Eric Reed: A Pinocchio Award Candidate

The Washington Post has been awarding annual Pinocchio Awards to the person in various disciplines who has told the biggest whopper (fib or lie) in the past year. The nominees are chosen and compared to the fictional Pinocchio, whose nose grew after each lie he told.Usually the winner from the political arena is a national or international figure. 

If we had a local political nomination in Belmont, I firmly believe that someone would certainly nominate Eric Reed, a candidate for the City Council, who wrote this on his Web site:

"Would you give up over $5 million dollars if someone offered it to you? Well, by saying no to CSUS, the City Council did just that.

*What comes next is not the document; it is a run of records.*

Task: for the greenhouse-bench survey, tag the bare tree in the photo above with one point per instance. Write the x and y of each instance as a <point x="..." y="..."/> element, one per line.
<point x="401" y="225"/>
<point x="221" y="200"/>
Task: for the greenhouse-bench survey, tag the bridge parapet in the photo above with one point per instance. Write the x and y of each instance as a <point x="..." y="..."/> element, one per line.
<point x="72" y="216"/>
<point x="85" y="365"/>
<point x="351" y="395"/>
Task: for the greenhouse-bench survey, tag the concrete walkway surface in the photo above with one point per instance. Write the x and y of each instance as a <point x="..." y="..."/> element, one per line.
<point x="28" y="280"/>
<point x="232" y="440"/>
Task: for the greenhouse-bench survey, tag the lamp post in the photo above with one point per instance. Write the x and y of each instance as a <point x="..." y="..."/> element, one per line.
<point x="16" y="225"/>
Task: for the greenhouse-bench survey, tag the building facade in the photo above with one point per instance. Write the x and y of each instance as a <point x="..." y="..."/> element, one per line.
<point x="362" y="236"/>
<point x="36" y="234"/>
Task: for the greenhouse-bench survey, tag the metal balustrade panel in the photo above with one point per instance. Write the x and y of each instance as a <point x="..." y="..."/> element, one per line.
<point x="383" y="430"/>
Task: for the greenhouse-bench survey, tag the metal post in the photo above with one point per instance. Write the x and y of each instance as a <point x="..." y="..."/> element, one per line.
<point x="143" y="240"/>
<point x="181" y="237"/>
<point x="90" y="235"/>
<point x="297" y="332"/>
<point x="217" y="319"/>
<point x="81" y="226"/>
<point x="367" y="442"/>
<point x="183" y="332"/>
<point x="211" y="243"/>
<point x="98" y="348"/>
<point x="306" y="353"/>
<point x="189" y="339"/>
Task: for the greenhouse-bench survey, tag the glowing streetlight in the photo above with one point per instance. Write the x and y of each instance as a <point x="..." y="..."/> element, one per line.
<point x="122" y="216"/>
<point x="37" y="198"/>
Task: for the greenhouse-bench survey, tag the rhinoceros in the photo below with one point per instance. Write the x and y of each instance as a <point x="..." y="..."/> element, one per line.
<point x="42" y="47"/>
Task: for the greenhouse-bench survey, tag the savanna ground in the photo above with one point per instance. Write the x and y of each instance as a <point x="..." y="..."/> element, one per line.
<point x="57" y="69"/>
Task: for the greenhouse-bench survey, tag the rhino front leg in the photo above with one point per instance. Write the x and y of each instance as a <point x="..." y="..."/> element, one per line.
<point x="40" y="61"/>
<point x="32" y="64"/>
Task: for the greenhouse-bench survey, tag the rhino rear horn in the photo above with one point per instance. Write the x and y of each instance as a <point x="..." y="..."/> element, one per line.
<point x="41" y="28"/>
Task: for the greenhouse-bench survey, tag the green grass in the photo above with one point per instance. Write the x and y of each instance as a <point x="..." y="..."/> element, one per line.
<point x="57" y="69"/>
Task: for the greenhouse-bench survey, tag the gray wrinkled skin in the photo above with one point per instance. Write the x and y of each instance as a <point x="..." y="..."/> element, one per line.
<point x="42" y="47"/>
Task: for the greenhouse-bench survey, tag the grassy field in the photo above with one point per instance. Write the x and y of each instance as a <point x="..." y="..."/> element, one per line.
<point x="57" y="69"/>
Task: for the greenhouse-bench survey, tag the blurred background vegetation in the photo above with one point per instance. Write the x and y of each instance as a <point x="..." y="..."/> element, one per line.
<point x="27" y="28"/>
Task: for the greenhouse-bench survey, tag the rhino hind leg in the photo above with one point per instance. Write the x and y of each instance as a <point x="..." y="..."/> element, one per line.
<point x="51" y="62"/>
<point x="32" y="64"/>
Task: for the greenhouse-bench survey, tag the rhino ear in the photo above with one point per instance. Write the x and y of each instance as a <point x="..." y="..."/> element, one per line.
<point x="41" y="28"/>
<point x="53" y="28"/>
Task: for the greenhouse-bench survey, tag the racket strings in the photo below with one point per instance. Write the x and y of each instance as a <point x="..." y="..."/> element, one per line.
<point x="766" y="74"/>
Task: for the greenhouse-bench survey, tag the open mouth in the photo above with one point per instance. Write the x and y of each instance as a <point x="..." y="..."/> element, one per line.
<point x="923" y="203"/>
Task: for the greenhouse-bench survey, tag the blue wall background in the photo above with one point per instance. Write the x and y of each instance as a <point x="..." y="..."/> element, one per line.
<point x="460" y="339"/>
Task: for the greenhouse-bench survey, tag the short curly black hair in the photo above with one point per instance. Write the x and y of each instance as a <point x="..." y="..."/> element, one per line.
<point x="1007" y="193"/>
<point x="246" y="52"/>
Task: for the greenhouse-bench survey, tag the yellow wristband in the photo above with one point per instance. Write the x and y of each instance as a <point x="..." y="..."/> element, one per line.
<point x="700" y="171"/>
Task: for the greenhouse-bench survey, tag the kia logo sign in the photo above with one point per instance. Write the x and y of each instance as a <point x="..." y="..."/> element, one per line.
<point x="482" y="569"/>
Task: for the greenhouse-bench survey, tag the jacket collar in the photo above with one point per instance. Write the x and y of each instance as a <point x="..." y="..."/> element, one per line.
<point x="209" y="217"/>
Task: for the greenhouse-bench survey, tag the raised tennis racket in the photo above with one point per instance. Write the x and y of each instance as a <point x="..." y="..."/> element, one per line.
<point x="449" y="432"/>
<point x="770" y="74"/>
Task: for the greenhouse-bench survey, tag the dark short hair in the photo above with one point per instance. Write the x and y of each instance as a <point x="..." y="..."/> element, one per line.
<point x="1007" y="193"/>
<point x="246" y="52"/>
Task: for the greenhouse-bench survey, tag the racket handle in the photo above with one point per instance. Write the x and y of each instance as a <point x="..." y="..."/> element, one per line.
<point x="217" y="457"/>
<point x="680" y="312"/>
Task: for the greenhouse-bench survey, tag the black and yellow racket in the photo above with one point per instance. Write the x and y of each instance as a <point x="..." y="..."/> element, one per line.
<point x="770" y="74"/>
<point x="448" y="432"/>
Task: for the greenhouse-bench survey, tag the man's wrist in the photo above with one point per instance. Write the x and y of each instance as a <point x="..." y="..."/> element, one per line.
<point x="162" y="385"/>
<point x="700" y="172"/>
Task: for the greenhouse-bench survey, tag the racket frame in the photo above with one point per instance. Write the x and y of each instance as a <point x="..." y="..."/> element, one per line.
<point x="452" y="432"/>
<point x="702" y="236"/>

Think of CSUS as an investment that pays a set amount of money each period: $250,000 per year. Plus, CSUS was going to pay $1 million down. This kind of investment is known as an annuity and you can use an on-line calculator to determine its value. When I did that calculation, I got an answer greater than $5 million dollars. Yes, $5 million.

With the road repair budget $27 million dollars in arrears, with the need to turf the sports complex, build Davey Glen park or fix the sewers, why did the Council say no to CSUS? What would you do with this kind of money if you were running the City?"
(End of quote)

Whether you are pro or con on the issue, you have to agree that the $1 million payment and the $250,000 per year were being deferred for at least 2 or more years (1 year after the first year of enrollment); this would calculate to be far less in present value. 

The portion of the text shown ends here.